The current study only addressed linear trend in the case of the parametric estimates. It is plausible that curvilinear trends exist frequently in SCDs. However, this is more difficult to reliably test for, if not impossible in some cases, given the small within-phase n that was frequently observed. High levels of heterogeneity also limit generalizable conclusions. Although significant differences were noted, the results were not clear enough to absolve researchers of performing their own review of assumptions.
Finally, it is worth reiterating that the current study sheds light on the context of ES selection and interpretation, but results do not lead to clear links between specific data sets, chosen ESs, and the degree of over- or underestimation of effects. These relationships change based on a number factors, one of which is the constantly evolving literature on the nature of these relatively new parameters.
Conclusion
The purpose of the current study was to investigate the severity of some common violations of assumptions in the SCD literature. Converging with extant research, it was found that autocorrelation exists in small to moderate amounts for certain groups of studies and varies significantly.
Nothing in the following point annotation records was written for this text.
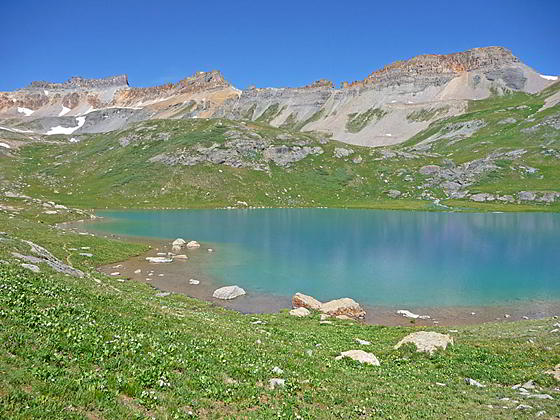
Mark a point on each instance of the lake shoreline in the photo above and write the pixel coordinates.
(174, 278)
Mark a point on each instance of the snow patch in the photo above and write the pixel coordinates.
(25, 111)
(66, 130)
(64, 111)
(15, 130)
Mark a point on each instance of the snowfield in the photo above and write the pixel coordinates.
(66, 130)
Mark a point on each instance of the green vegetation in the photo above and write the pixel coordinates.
(98, 348)
(357, 122)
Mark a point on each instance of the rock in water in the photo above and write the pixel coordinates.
(408, 314)
(300, 312)
(360, 356)
(159, 260)
(344, 306)
(179, 242)
(228, 292)
(299, 300)
(427, 341)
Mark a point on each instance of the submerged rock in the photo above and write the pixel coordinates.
(360, 356)
(299, 300)
(408, 314)
(159, 260)
(344, 306)
(427, 341)
(228, 292)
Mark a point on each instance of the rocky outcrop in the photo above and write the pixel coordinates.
(427, 341)
(299, 300)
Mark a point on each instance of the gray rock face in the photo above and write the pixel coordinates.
(228, 292)
(44, 256)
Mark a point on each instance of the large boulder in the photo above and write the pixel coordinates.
(228, 292)
(299, 300)
(360, 356)
(427, 341)
(344, 306)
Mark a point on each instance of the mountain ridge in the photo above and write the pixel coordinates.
(375, 111)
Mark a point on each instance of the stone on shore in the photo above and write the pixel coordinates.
(32, 267)
(179, 242)
(300, 312)
(299, 300)
(427, 341)
(344, 306)
(228, 292)
(408, 314)
(360, 356)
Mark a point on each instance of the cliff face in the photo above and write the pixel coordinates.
(387, 107)
(83, 83)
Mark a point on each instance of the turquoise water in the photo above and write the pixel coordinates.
(376, 257)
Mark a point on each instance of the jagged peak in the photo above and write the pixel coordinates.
(82, 82)
(440, 64)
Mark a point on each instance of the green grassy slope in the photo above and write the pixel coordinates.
(98, 348)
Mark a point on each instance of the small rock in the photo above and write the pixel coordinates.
(408, 314)
(427, 341)
(276, 383)
(32, 267)
(299, 300)
(472, 382)
(158, 260)
(300, 312)
(228, 292)
(360, 356)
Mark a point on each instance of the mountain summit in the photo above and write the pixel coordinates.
(387, 107)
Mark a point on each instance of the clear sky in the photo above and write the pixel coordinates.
(266, 43)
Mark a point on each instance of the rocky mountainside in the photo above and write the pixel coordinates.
(387, 107)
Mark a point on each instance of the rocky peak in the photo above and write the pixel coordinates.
(320, 84)
(77, 82)
(434, 65)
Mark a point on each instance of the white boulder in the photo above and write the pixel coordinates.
(228, 292)
(360, 356)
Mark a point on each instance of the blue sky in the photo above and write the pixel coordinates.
(283, 43)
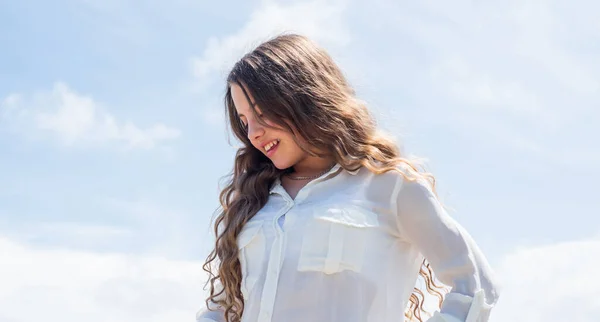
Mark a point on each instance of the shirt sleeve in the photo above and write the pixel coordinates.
(454, 256)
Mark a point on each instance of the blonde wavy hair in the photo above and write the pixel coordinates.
(299, 87)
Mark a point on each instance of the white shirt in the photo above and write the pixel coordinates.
(349, 248)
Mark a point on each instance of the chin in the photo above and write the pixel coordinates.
(282, 164)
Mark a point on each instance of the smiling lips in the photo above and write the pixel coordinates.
(271, 145)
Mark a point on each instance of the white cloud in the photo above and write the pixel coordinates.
(77, 119)
(62, 285)
(320, 20)
(556, 282)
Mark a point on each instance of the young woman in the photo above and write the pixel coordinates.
(324, 219)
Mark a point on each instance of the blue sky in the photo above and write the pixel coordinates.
(112, 140)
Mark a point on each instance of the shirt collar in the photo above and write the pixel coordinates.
(277, 188)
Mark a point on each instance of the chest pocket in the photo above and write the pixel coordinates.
(251, 245)
(336, 239)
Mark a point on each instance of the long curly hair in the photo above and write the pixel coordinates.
(299, 87)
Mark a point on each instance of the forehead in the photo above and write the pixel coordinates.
(241, 102)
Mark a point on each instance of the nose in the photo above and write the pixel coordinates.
(255, 130)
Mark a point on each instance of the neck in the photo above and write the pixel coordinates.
(312, 166)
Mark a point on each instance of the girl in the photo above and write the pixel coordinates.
(324, 219)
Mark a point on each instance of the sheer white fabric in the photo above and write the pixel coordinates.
(349, 248)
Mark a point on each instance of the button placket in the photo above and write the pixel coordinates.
(273, 269)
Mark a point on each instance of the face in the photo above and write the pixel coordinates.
(274, 142)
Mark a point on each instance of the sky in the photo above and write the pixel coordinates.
(113, 145)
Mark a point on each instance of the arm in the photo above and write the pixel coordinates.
(454, 256)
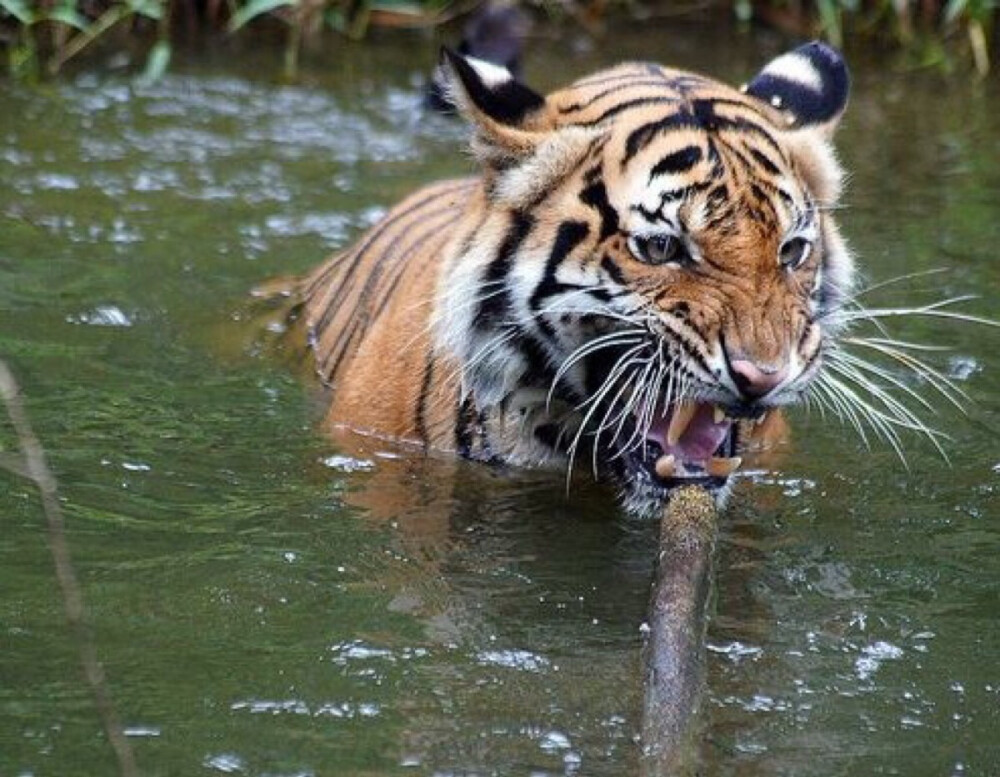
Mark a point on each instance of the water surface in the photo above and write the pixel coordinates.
(269, 602)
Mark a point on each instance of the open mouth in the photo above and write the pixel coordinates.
(685, 443)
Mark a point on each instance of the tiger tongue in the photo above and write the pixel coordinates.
(689, 432)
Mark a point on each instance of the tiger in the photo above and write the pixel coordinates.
(641, 272)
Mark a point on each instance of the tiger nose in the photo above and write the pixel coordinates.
(756, 380)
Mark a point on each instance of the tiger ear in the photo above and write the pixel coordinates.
(809, 85)
(510, 119)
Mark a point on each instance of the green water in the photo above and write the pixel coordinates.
(266, 602)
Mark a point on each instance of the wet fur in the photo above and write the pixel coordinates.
(452, 323)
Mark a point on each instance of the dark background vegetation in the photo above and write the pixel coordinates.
(39, 38)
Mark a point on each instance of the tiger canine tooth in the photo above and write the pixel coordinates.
(665, 466)
(679, 422)
(718, 467)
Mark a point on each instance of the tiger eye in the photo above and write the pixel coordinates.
(658, 249)
(794, 252)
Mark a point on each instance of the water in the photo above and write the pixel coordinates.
(269, 602)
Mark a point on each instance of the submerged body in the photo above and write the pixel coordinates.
(643, 268)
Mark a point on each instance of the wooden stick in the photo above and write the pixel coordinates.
(32, 466)
(674, 650)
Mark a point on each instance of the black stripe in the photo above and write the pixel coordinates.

Trend was more pronounced, although was heterogeneous for two levels of the moderators, while normality violations occurred at fairly modest levels. Moderator analysis explained significant yet small amounts of heterogeneity in the sample.
Given these results, the accommodation of autocorrelation and trend must be decided on a study by study basis and may inflate Type I error rates for MI studies or closely related disciplines in particular. These parameters were significant enough that trend-control ESs should be considered far more often than they currently are. Given that single-case methods, as opposed to group-design analysis, are intended to be used as much in applied practice as in research, a variety of ESs, ranging in complexity as a function of precision, may be required. Within a research context, an investigation of assumptions is always highly encouraged and will be crucial in informing the best practice in analysis.
Footnotes
Declaration of Conflicting Interests
The author(s) declared no potential conflicts of interest with respect to the research, authorship, and/or publication of this article.
Funding
The author(s) received no financial support for the research, authorship, and/or publication of this article.